On 29 January 2017, a prisoner was found in his cell after a suspected drug overdose. The inmate is believed to have taken the potent synthetic drug spice. He died the following day.

===Chris Brown fans===
In May 2025, it was reported that a number of fans of the US singer Chris Brown had applied for jobs as custody officers at the prison in the belief he was being held on remand there after he was arrested and charged with GBH. Brown was arrested at a hotel in Manchester on 15 May, and appeared before the city's magistrates' court, and was remanded to Forest Bank. Fans also wanted to write to Brown, and even visit him in prison.

==Current role and facilities==
Forest Bank Prison is a Category B local prison although the majority of the inmates are Category C. The term local means that the prison holds people on remand to the local courts as well as sentenced prisoners. Adult inmates at Forest Bank come from the courts in Bolton, Bury, Leigh and Wigan. Young offenders come from courts in High Peak, Manchester, Oldham, Rochdale, Stockport, Tameside and Trafford.

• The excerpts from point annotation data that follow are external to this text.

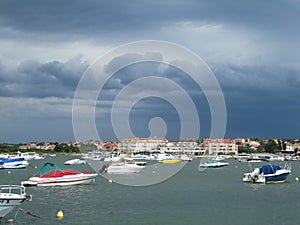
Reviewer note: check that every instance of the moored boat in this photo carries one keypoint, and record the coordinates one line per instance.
(13, 163)
(268, 174)
(124, 166)
(52, 175)
(11, 196)
(75, 162)
(213, 164)
(170, 161)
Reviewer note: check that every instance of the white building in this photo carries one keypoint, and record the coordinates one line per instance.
(135, 145)
(220, 146)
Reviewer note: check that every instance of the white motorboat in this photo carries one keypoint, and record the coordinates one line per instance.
(164, 156)
(268, 174)
(13, 163)
(25, 155)
(124, 166)
(52, 175)
(213, 164)
(75, 162)
(11, 196)
(113, 158)
(186, 158)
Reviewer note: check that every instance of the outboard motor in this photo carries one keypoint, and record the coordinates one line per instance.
(254, 175)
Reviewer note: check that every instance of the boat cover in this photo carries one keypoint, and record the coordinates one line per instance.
(269, 169)
(52, 170)
(8, 160)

The prison is divided into eight wings (A-H), a healthcare unit and a care and separation unit. Accommodation at the prison consists mostly of double cells, with some single cells. All of the cells are designed to be safer than previous prison designs, having almost no ligature points due to modularisation being the method of construction.

The healthcare unit at Forest Bank has a 20-bed in-patient facility, with a 24-hour nursing care service. There is also a full-time Senior Medical Officer and a Locum Medical Officer at the prison.

Activities at the prison include production workshops, training workshops and vocational training courses in motor mechanics, industrial cleaning, catering and welding. There is a Visits Hall, with facilities including a WRVS-run canteen, and a play area for children aged 2–12 years.

==Notable inmates==
- Peter Morrison, former footballer turned agent who was jailed for causing death by dangerous driving.